New Democracy conservative party. AP Photo/Thanassis Stavrakis)

ATHENS – After Greek workers, pensioners and the poor have been buried with harsh austerity measures and big taxes the last 9 ½ years, and rich Greeks are hiding their money in secret foreign bank accounts, the new New Democracy government is readying to invite the world’s super-rich to bring their money and will give them incentives to do it.

Using an Italian model, a clause will be included in next month’s tax bill aimed at individuals and corporations with large deposits with schemes to lure them to register with tax authorities in Greece, said Kathimerini, with no apparent plans to do the same for weary Greeks and offering significant incentives for registering with the Greek tax authorities.

Finance Ministry officials are said to believe the timing is right with the scheduled Oct. 31 departure of the United Kingdom from the European Union, barring another extension, and with the rich in London perhaps looking for other places to put their money.

It wasn’t explained how Greece, still coming out of a long economic and austerity crisis and with sky-high taxes – the new government cut the corporate rate from 29 to 24 percent and plan to lower it to 20 percent to aid business but no income tax cuts reported coming – could be attractive as a tax haven given the country’s volatile tax laws that change frequently.

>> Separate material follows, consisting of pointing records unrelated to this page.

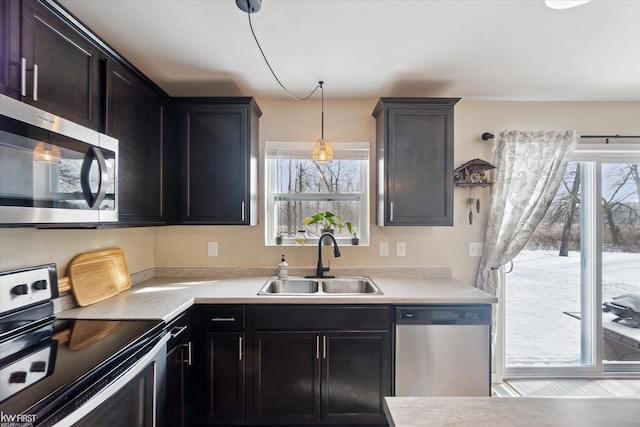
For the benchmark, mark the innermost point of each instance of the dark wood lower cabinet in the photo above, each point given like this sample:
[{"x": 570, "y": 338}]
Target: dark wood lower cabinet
[
  {"x": 291, "y": 365},
  {"x": 224, "y": 374},
  {"x": 286, "y": 383},
  {"x": 355, "y": 376}
]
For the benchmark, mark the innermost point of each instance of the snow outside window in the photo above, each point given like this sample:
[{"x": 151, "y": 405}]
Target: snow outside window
[
  {"x": 296, "y": 189},
  {"x": 585, "y": 252}
]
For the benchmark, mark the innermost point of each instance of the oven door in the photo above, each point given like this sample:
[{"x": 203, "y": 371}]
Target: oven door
[
  {"x": 134, "y": 399},
  {"x": 53, "y": 170}
]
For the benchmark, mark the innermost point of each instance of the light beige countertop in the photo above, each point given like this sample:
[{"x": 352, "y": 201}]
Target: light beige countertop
[
  {"x": 511, "y": 412},
  {"x": 166, "y": 297}
]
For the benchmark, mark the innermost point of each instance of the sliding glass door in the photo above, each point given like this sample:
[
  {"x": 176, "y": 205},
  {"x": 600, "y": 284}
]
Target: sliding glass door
[{"x": 586, "y": 252}]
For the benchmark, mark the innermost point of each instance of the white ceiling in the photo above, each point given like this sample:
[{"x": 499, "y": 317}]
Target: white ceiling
[{"x": 474, "y": 49}]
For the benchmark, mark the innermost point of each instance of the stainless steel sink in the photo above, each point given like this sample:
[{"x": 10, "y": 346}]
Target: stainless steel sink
[
  {"x": 350, "y": 285},
  {"x": 289, "y": 286},
  {"x": 326, "y": 286}
]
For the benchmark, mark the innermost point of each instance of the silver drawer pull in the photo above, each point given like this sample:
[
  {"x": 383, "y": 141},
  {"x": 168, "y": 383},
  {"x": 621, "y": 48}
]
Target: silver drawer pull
[
  {"x": 177, "y": 330},
  {"x": 223, "y": 319}
]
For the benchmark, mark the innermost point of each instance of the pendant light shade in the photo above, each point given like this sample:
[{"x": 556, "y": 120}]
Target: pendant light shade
[
  {"x": 322, "y": 152},
  {"x": 47, "y": 153}
]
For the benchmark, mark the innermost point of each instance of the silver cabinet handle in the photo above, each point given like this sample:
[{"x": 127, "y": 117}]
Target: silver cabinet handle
[
  {"x": 177, "y": 330},
  {"x": 23, "y": 76},
  {"x": 188, "y": 347},
  {"x": 223, "y": 319},
  {"x": 324, "y": 346},
  {"x": 35, "y": 82}
]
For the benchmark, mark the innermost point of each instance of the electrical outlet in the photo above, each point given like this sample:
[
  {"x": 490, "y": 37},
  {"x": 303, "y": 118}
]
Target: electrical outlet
[
  {"x": 384, "y": 249},
  {"x": 476, "y": 249},
  {"x": 212, "y": 249}
]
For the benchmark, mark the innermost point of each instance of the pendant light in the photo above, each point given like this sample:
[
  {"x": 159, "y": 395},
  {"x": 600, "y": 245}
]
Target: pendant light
[{"x": 322, "y": 151}]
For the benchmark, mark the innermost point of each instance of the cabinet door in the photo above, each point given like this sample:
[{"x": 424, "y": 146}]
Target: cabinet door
[
  {"x": 10, "y": 48},
  {"x": 215, "y": 165},
  {"x": 62, "y": 74},
  {"x": 134, "y": 115},
  {"x": 224, "y": 375},
  {"x": 286, "y": 385},
  {"x": 415, "y": 158},
  {"x": 356, "y": 370},
  {"x": 177, "y": 380}
]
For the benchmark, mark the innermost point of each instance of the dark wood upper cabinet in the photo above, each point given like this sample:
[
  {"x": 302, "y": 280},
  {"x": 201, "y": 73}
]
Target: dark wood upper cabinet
[
  {"x": 61, "y": 67},
  {"x": 135, "y": 116},
  {"x": 414, "y": 144},
  {"x": 218, "y": 161},
  {"x": 10, "y": 48}
]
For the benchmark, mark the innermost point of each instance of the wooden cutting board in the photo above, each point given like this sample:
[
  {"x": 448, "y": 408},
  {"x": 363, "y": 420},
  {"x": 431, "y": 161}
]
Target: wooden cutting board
[{"x": 97, "y": 275}]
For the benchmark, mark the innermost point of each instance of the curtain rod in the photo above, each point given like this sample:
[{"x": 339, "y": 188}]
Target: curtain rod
[{"x": 487, "y": 136}]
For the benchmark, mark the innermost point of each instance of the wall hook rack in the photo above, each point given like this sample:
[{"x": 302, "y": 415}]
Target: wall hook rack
[{"x": 472, "y": 175}]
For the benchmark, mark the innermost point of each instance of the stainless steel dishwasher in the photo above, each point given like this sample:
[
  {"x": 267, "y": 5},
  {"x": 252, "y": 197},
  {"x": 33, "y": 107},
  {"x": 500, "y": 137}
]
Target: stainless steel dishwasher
[{"x": 443, "y": 350}]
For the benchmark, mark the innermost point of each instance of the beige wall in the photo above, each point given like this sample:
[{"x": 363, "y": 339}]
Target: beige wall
[{"x": 345, "y": 120}]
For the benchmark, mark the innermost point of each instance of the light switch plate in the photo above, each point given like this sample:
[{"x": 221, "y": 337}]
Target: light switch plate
[
  {"x": 212, "y": 249},
  {"x": 475, "y": 249},
  {"x": 384, "y": 249}
]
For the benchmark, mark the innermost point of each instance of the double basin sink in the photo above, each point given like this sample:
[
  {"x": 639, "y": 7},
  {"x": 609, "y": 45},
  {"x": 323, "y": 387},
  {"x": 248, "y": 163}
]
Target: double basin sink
[{"x": 324, "y": 286}]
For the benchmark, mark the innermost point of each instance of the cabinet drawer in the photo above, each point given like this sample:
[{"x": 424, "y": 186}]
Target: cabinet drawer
[
  {"x": 320, "y": 317},
  {"x": 220, "y": 318}
]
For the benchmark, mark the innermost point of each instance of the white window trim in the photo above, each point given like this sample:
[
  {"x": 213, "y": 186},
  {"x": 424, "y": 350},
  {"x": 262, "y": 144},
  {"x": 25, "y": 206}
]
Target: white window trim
[{"x": 363, "y": 231}]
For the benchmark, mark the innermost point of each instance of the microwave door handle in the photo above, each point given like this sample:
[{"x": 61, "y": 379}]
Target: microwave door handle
[{"x": 92, "y": 200}]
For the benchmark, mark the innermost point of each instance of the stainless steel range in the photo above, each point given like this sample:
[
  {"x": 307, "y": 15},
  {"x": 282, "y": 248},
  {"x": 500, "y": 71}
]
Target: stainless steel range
[{"x": 74, "y": 372}]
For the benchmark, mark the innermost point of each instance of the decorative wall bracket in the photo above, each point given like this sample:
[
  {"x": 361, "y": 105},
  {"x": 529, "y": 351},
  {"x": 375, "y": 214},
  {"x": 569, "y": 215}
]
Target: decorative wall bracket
[{"x": 473, "y": 175}]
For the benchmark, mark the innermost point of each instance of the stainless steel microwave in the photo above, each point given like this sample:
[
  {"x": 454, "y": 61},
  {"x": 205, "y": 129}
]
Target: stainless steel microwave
[{"x": 54, "y": 171}]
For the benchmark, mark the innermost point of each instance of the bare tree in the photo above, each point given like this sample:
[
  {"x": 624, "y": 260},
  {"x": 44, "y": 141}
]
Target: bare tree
[{"x": 574, "y": 200}]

Thousands of businesses during the crisis moved their headquarters outside the country, including some of Greece’s biggest names and many wealthy Greeks don’t use Greek banks with laws allowing the government to confiscate bank accounts and safe deposit box holdings.

The ministry examined the models applied in other countries, such as Malta, Cyprus and Portugal, before picking one from Italy, the paper said, which provides for a fixed payment of annual tax of 100,000 euros ($110,257) on the global income of taxpayers, plus 25,000 euros ($27,564) per dependent family member for incomes earned outside the country.

In Italy that meant they had to take up tax residency in the country and have been paying taxes in another country for at least nine of the previous 10 years before applying. They would also have to take up permanent residence at least 183 days a year, non-consecutive.
The status will expire after 15 years without the option of renewal and can be revoked if the beneficiary asks, without the option of renewal later on.